Für die Produktion von Biogas wird in Deutschland bislang Mais angebaut. Doch je nach Standort kann der Anbau der Durchwachsenen Silphie sinnvoller sein, da sie deutlich weniger Dünger oder Pflanzenschutzmittel braucht und vielen Insekten Nahrung bietet.

Von Gerd Stuhlfauth | 17.08.2017
    Die Durchwachsene Silphie (Silphium perfoliatum) ist eine Pflanzenart die zur Familie der Korbblütler (Asteraceae) gehört. Sie wird als Energiepflanze angebaut.
    Die Durchwachsene Silphie (Silphium perfoliatum) ist eine Pflanzenart die zur Familie der Korbblütler (Asteraceae) gehört. Sie wird als Energiepflanze angebaut. (dpa / picture alliance / Klaus Nowottnick)
    Bei Windrädern sprechen Kritiker oft von "Verspargelung" der Landschaft. Wenn es um riesige, schier endlos erscheinende Maisfelder geht, dann ist von "Vermaisung" die Rede. Mais ist die Lieblingspflanze vieler Landwirte, die sich der Biogaserzeugung verschrieben haben. Auf etwa 1,4 Millionen Hektar wird hierzulande Mais als Energiepflanze angebaut. Drei von vier Energiepflanzen sind Maispflanzen.
    Mais hat einige Vorteile, unter anderem ist der Biogasertrag recht hoch. Er hat aber auch Nachteile: Mais braucht einiges an Dünger und Pflanzenschutzmittel, er führt zu Bodenerosion und lockt Wildschweine an. Andererseits finden Insekten in Maisfeldern kaum Pollen und Nektar.
    Zur alternativen Energiepflanze mausert sich inzwischen die sogenannte "Durchwachsene Silphie”, ein aus Nordamerika stammender Korbblütler. Sie erscheint wie eine kleine Sonnenblume. Besonders in Süddeutschland haben einige Landwirte die Silphie erfolgreich als Alternative zum Mais entdeckt. Aber auch in anderen Regionen ist Silphie schon im Einsatz oder Gegenstand von Feldversuchen. Insgesamt aber bisher auf nur wenig mehr als 2000 Hektar.
    In der Eifel steht die Silphie-Ernte jetzt kurz bevor. Das Frühjahr war ungewöhnlich trocken. Trotzdem: die Durchwachsene Silphie steht mehr als mannshoch und kräftig auf dem Acker von Landwirt Erwin Theobald. In den kleinen Bechern sammelt sich Tauwasser. Die Blattpaare sind am Stängel verwachsen und bilden einen kleinen Behälter.
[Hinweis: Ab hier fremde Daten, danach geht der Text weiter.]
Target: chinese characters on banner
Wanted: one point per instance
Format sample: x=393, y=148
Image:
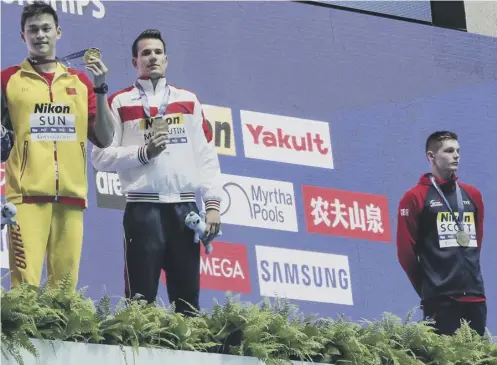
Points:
x=346, y=213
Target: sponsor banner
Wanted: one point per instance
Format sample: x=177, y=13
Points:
x=225, y=269
x=220, y=122
x=286, y=139
x=304, y=275
x=258, y=203
x=346, y=213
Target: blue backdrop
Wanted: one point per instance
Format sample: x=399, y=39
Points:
x=382, y=86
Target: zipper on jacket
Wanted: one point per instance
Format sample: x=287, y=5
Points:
x=83, y=151
x=56, y=163
x=24, y=158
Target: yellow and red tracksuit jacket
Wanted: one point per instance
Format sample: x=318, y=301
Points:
x=51, y=125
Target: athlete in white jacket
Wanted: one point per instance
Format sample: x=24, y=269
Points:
x=160, y=172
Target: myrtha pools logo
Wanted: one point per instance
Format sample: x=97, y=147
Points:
x=258, y=203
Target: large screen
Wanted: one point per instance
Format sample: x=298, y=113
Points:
x=418, y=9
x=320, y=127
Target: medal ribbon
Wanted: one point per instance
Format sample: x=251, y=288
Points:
x=146, y=106
x=64, y=59
x=460, y=207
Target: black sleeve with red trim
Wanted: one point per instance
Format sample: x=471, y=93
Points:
x=476, y=197
x=408, y=214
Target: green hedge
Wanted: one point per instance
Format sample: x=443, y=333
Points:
x=273, y=331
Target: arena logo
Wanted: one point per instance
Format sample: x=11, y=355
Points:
x=258, y=203
x=108, y=190
x=75, y=7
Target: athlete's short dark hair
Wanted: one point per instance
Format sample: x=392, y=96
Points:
x=435, y=140
x=38, y=8
x=147, y=34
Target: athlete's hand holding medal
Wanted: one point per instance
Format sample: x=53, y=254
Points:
x=94, y=63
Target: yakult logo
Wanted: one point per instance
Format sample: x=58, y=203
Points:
x=346, y=213
x=258, y=203
x=226, y=268
x=286, y=139
x=304, y=275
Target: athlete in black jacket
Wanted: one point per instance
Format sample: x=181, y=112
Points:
x=439, y=253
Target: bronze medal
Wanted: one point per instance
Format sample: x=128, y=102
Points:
x=462, y=238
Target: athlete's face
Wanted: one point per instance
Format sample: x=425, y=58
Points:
x=446, y=158
x=151, y=61
x=40, y=35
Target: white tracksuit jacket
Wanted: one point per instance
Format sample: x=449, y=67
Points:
x=188, y=164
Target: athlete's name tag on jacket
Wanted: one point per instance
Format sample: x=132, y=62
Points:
x=176, y=130
x=447, y=229
x=52, y=122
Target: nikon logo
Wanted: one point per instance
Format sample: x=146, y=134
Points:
x=174, y=119
x=220, y=123
x=47, y=108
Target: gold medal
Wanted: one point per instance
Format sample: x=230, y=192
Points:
x=159, y=124
x=462, y=238
x=95, y=52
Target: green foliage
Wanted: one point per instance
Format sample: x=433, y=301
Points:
x=273, y=331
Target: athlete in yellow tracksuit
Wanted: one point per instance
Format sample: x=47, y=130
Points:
x=53, y=111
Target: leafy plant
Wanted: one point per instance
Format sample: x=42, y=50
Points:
x=274, y=331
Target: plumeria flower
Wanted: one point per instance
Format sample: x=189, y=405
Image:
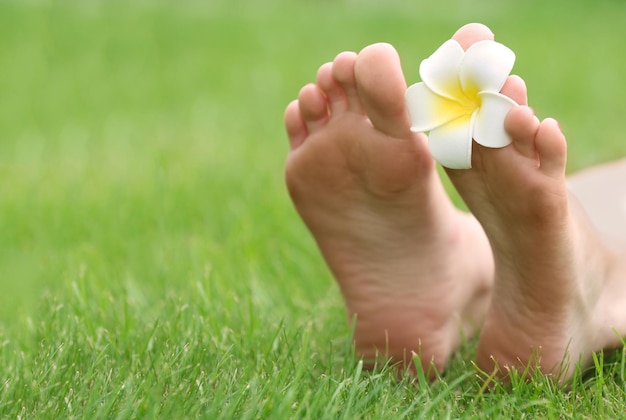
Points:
x=459, y=100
Daher kommt auch der Name Becherpflanze.
    Theobald hat 2014 erstmals die Durchwachsene Silphie auf einem Acker bei Alflen im Kreis Cochem-Zell ausgesät. Unterstützt vom Kreis im Rahmen eines Klimaschutzprojektes. Die erste Ernte war dann 2015.
    Standort der Pflanze verantwortlich für die Erträge
    Theobald betreibt zusammen mit drei Kollegen eine große Biogasanlage. Er hat inzwischen seine Erfahrungen mit der neuen Energiepflanze:
    "Die wird einsiliert und dann nachher an die Biogasanlage verfüttert. Was da an Gasertrag rauskommt, an Biogas, ist ungefähr auf die Tonne gerechnet 60 Prozent von dem, was der Mais hatte.”
    Wenn man nur auf den Gasertrag blickt, scheint die Silphie klar im Nachteil zu sein. Doch es kommt auf den Standort an. Forschungsarbeiten am Institut für Pflanzenbau und Bodenkunde des Julius-Kühn-Instituts in Braunschweig haben ergeben, dass die Durchwachsene Silphie offenbar viel Wasser braucht, um optimal zu wachsen. In regenreichen Mittelgebirgsregionen kann es sich dann durchaus rechnen Silphie statt Mais anzubauen, sagt Dr.Siegfried Schittenhelm, der das Forschungsprojekt leitet:
    "In diesen Regionen bringt die Silphie auch sehr gute Erträge. Aufgrund der guten Wasserversorgung dort kommt sie an die Erträge vom Mais und durchaus auch an die Methanerträge heran. Die Methanausbeuten der Silphie sind etwas niedriger, aber wenn sie das mit einem etwas höheren Ertrag gegenüber Mais kompensieren kann, haben sie vergleichbare Methanerträge.”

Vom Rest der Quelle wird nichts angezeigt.